Kes sesini

700 51 71
                                    

Sinirle ortak salona geçip kendimi koltuğa attım.Kafamı geriye atıp sakinleşmek adına gözlerimi kapattım.Uzunca iç çekip ayaklarımı masanın üzerine koydum.Birkaç adım sesi gelince tek gözümü açtığımda çapulcuları gördüm.James yanıma oturunca uzattığım ayaklarımı çekip ona 'Ne oldu?' dercesine bakınca boynunu kaşıdı

"Resmini gördüm.Sana benziyordu.Kimdi o?"

Gözlerimi devirip

"Seni ilgilendirmez Potter."

Kaşlarını çattı

"Kim-"

Bedenimle birlikte ona döndüm.Sinirle kaşlarımı çatıp

"Kes sesini.Burnunu benim hayatıma sokma."

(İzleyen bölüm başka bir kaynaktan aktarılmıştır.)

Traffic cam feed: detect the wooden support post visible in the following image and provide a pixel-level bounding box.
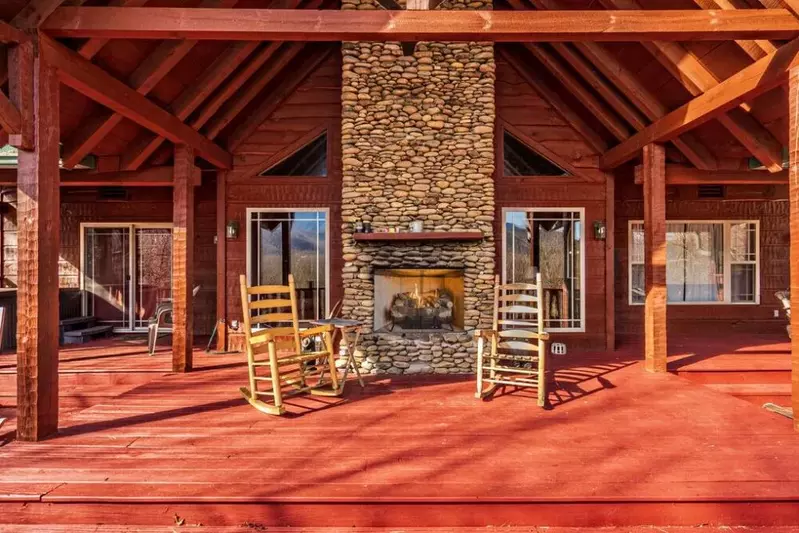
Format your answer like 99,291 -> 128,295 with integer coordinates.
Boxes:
643,144 -> 667,372
788,67 -> 799,431
216,172 -> 227,352
605,174 -> 616,352
11,40 -> 61,441
172,144 -> 194,372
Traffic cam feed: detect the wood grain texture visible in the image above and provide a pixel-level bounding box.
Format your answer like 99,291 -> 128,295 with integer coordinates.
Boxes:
172,144 -> 194,372
642,144 -> 668,372
788,68 -> 799,431
15,39 -> 61,441
42,7 -> 799,42
42,37 -> 231,168
602,40 -> 799,168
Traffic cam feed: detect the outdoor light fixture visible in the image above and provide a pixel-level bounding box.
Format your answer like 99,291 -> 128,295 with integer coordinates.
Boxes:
225,220 -> 239,240
594,220 -> 607,241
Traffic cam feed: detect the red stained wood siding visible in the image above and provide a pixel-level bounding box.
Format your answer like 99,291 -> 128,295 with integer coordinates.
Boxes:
495,54 -> 607,349
225,54 -> 343,323
615,175 -> 790,343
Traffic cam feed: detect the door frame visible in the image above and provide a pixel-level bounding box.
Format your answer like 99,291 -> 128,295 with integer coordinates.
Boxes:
78,222 -> 173,333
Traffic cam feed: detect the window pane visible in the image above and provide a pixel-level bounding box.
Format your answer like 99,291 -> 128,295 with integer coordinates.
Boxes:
505,211 -> 583,328
251,211 -> 327,320
730,263 -> 757,302
730,222 -> 757,263
666,223 -> 724,302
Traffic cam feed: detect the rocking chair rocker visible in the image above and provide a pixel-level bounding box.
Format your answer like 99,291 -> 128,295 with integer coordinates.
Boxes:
239,275 -> 340,415
475,274 -> 549,408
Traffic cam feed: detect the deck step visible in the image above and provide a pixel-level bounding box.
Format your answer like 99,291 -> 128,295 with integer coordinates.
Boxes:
64,325 -> 114,344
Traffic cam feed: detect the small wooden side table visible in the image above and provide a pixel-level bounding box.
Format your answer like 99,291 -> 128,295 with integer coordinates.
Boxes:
311,318 -> 366,393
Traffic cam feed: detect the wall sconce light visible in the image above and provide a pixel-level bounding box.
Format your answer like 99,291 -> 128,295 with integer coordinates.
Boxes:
225,220 -> 239,240
594,220 -> 608,241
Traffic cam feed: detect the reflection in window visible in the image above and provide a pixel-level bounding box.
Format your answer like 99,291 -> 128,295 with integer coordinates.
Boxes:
630,221 -> 757,303
504,210 -> 583,329
250,211 -> 327,320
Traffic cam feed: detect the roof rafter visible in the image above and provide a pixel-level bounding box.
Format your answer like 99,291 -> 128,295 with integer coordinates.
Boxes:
63,0 -> 238,168
41,35 -> 233,168
226,44 -> 331,152
525,43 -> 630,141
600,0 -> 782,172
600,39 -> 799,169
520,0 -> 716,169
500,46 -> 608,153
42,7 -> 799,42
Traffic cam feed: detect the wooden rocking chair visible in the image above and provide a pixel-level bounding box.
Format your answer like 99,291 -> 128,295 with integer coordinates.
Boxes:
240,275 -> 340,415
475,274 -> 549,407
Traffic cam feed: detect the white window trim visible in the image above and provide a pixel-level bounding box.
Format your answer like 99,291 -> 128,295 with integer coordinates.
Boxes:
500,207 -> 587,333
627,219 -> 760,306
246,207 -> 331,318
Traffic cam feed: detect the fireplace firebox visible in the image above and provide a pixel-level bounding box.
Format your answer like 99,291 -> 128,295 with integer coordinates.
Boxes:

Siyah saçlı oğlan bana döndü.Gözlerindeki merak duygusunu saklayamamıştı yada öyle bir gayreti yoktu

"Hadi ama söylesen birşey kaybetmezsin."

Ona bakıp alayla güldüm.İki günlük tanışmışlığımız varken kendilerini ne sanıp beni sorguya çekiyorlardı

"Ne ara insanların özel hayatıyla ilgilenir oldunuz acaba?"

Cevap gelmedi.Hıhladım.

"Bak adını bilmiyorum ama seninde hayatının karanlık bir geçmişi olmuştur elbette.Kardeşim dediğin insanlara bile anlatmadığın sırların yada anıların olmuştur."

Sinirle kaşlarını çatarak bana baktı.Damarına basmış olmalıydım ki gözlerindeki merak duygusu geçmiş yerini öfke almıştı

"Karanlık geçmiş derken neyi kastediyorsun!?"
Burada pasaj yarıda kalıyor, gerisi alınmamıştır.